1) ГСН может получить информацию о движении цели, пока цель была ещё в поле зрения РЛС/ОЛС/НСЦ в пределах их зон обзора.
2) Сейчас существуют и стоят уже на тех же F-22 и F-35 системы обзора, обозревающие всю сферу и выдающие информацию о движении теплоконтрастных целей по всей сфере. *Эти же устройства выдают и целеуказание ракетам.*
http://www.youtube.com/watch?v=rUj3JTe1nVI
http://www.youtube.com/watch?v=wVrdQhYQI1M
http://www.youtube.com/watch?v=9fm5vfGW5RY



> - full sphere launch capability - перевёл бы так: возможность пуска в любую (во все) сферу. Но сферу (полусферу) всё же цели.


- А видеоклип лень было посмотреть?!
http://www.youtube.com/watch?v=nWG2PkwKiaQ

----------


## juky-puky

> Юки
> Термин-АРУ-не катит в цифровой технике,где существуют уровни логического 0 и 1. В фотоцифровиках и видеокамерах совсем другой наворот.
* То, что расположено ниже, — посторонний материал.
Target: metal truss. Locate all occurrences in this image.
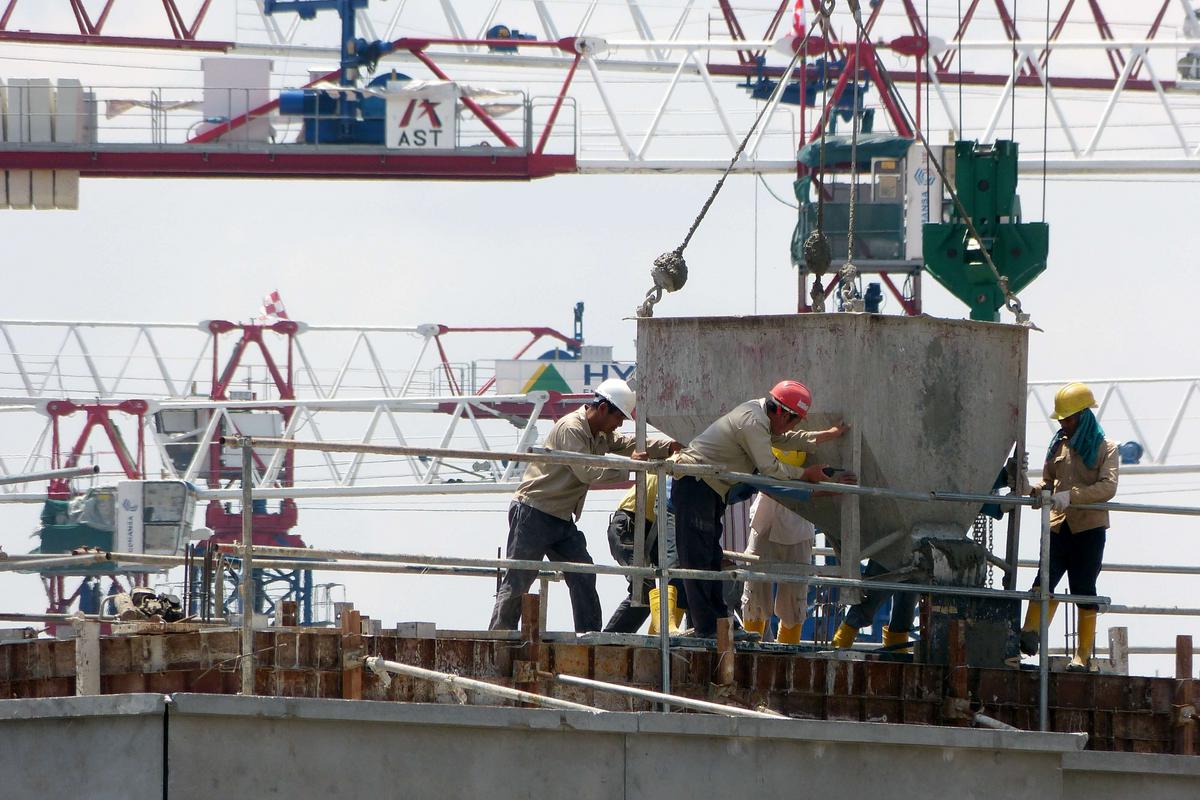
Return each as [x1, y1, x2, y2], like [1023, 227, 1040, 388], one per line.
[0, 320, 595, 499]
[0, 319, 578, 405]
[0, 0, 1200, 179]
[1027, 377, 1200, 473]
Сопоставление их с ГСН думаю не совсем корректно...


- Думать, разумеется, Вы можете всё, что угодно:
*Автоматическая регулировка усиления (чувствительности) в цифровых камерах*
*Автоматическая регулировка усиления (чувствительности) в цифровых камерах*

----------


## Observer69

> - Как говорят в подобных случаях американцы: *"Врёт как проповедник"*...


Хм... Вы только что признались, что ничего не знаете. А теперь получается, что проповедник это не Вы???  :Eek: 




> Поэтому вопрос прежний: где Вы набрались подобных "премудростей"?! (Кроме просмотра видеоклипов в You Tube?)


Я не смотрел ни одного клипа по теме в Ю тюб, в отличие от Вас. Я их только могу туда вбросить. При необходимости.  :Biggrin: 
Поэтому если Вы не можете даже правильно интерпретировать то, что видите в мурзилке, то мой Вам совет - не читайте американских газет на военно-технические темы смотрите рекламные ролики.

----------


## Sanych62

> - 
> http://www.youtube.com/watch?v=rUj3JTe1nVI
> http://www.youtube.com/watch?v=wVrdQhYQI1M
> http://www.youtube.com/watch?v=9fm5vfGW5RY
> http://www.youtube.com/watch?v=nWG2PkwKiaQ


 Мультики и про Су-27 с его ракетами есть.

 Касаемо не мультиков, то речь там идёт лишь об оптических (тепловизионных) датчиках (детекторах) пуска ракет, но не о РЛС. Что-то Ваши ссылки часто не в тему... :Frown: 

 - Установить же РЛС заднего обзора на F-22 и  F-35 ПМСМ не позволяет конструкция хвостовой части самолётов.

----------


## Observer69

> Юки
> Термин-АРУ-не катит в цифровой технике,где существуют уровни логического 0 и 1. В фотоцифровиках и видеокамерах совсем другой наворот. Сопоставление их с ГСН думаю не совсем корректно...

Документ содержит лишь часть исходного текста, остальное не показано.